WHO-Analyse zu Zika

Ursache von Hirnschäden und Guillain-Barré-Syndrom – aber noch Fragen offen

Bern / Genf - 04.01.2017, 14:45 Uhr

Doktor Angela Rocha (r.) misst im Oswaldo Cruz Hospital in Recife (Brasilien) den Kopfumfang des einen Monat alten Alexandro Julio. Das Kind ist an Mikrozephalie erkrankt. (Foto: Rafael Fabres / dpa)

Doktor Angela Rocha (r.) misst im Oswaldo Cruz Hospital in Recife (Brasilien) den Kopfumfang des einen Monat alten Alexandro Julio. Das Kind ist an Mikrozephalie erkrankt. (Foto: Rafael Fabres / dpa)


Bisher war es eher eine Vermutung. Nun haben Experten systematisch geprüft, ob Zika bei Ungeborenen Hirnschäden und bei Erwachsenen das Guillain-Barré-Syndrom auslöst. Resultat: Das Virus ist Ursache – aber möglicherweise zusammen mit weiteren Faktoren.

Vermutung bestätigt: Das Zika-Virus verursacht nach Einschätzung eines Expertengremiums Hirnschäden bei Neugeborenen und kann zudem das Guillain-Barré-Syndrom (GBS) auslösen. Das schließt ein Team um Nicola Low von der Universität Bern, zu dem eine Arbeitsgruppe der Weltgesundheitsorganisation (WHO) gehört, aus einer systematischen Analyse der bisher vorliegenden Studien. Zwar bestätigt die im Fachblatt „PLOS Medicine“ veröffentlichte Auswertung frühere Einschätzungen der WHO. Doch das Team weist ausdrücklich darauf hin, dass an beiden Phänomenen neben Zika eventuell noch weitere Faktoren beteiligt sein könnten, etwa Infektionen mit dem Dengue-Virus.

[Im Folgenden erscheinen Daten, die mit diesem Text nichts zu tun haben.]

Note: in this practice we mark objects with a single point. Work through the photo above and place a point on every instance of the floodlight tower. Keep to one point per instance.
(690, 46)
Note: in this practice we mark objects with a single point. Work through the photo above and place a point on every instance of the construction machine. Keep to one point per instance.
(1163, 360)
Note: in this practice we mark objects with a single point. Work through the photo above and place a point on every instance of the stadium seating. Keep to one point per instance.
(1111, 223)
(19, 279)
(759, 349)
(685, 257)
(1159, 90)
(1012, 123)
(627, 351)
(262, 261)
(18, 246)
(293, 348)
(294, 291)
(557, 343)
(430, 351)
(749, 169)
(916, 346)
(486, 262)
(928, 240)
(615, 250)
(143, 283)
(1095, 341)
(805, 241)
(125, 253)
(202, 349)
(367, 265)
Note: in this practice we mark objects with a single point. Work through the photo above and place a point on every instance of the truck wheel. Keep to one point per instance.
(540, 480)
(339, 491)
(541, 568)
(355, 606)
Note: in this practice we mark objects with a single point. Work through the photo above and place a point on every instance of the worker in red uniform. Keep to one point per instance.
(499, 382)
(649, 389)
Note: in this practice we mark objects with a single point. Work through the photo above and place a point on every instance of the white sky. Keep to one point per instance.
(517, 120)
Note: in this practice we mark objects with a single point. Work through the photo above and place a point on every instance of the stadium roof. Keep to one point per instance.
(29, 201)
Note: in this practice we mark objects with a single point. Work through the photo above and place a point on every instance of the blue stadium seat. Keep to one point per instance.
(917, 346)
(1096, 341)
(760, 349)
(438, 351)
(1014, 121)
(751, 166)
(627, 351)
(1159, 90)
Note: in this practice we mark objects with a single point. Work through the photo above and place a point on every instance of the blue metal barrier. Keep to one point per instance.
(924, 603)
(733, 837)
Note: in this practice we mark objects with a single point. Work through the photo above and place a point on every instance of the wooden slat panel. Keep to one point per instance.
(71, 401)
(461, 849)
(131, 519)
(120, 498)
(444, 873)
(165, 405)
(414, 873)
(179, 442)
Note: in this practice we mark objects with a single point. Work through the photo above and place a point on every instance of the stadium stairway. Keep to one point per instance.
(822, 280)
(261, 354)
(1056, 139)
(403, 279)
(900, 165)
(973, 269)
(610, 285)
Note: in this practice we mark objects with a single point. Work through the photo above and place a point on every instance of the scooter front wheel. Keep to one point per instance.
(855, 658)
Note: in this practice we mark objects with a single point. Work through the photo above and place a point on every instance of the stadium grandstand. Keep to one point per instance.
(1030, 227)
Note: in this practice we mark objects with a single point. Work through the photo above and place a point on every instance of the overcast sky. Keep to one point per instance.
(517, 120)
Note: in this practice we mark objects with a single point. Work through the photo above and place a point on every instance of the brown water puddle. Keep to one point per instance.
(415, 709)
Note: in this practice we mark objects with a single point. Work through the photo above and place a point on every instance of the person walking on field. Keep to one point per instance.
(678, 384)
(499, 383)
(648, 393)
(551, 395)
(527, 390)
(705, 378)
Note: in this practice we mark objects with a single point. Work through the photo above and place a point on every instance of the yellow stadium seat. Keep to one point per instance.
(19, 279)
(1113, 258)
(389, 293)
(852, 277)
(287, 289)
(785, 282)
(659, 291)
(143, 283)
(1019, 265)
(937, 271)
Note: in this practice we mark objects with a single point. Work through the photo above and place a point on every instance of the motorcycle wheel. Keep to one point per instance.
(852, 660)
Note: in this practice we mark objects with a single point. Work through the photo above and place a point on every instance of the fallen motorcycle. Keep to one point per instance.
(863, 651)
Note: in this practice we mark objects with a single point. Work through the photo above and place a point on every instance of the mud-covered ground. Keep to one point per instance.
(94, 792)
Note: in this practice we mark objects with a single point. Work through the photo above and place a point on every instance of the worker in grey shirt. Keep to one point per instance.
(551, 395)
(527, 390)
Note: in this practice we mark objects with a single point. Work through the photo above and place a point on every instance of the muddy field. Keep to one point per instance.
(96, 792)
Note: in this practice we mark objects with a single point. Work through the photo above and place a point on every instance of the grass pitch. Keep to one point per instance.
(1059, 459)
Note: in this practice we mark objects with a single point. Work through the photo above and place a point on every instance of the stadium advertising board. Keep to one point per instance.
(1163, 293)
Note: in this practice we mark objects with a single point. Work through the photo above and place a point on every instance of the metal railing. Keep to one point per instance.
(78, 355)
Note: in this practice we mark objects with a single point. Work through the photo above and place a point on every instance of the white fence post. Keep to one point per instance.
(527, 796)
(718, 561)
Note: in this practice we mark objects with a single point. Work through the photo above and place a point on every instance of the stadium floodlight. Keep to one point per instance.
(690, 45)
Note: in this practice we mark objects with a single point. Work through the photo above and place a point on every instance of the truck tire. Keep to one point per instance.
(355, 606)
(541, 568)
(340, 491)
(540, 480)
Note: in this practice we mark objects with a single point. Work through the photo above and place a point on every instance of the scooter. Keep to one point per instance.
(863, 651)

Die Zika-Pandemie begann im Jahr 2015 in Süd- und Mittelamerika. Das Virus verursacht bei Infizierten oft grippeähnliche Symptome. Im Laufe des Jahres beobachteten Ärzte bei Neugeborenen eine Häufung von Fehlbildungen des Gehirns, insbesondere Mikrozephalie. Diese Kinder kommen mit einem besonders kleinen Kopf zur Welt, oft verbunden mit geistiger Behinderung und anderen gravierenden neurologischen Störungen. Zudem registrierten Mediziner bei Erwachsenen vermehrt das Guillain-Barré-Syndrom – das Nervenleiden geht etwa mit Lähmungen einher und kann durch Infektionen mit bestimmten Bakterien und Viren ausgelöst werden.

Bisherige Einschätzungen zu einem vermeintlichen Zusammenhang beruhten auf vorläufigen Auswertungen der Literatur. In der nun veröffentlichten Studie unterzogen die Autoren die Frage einer systematischen Prüfung anhand von zehn Kriterien. Dazu zählten etwa die biologische Plausibilität, der zeitliche Zusammenhang, die Konsistenz der Resultate und der Ausschluss anderer Erklärungen.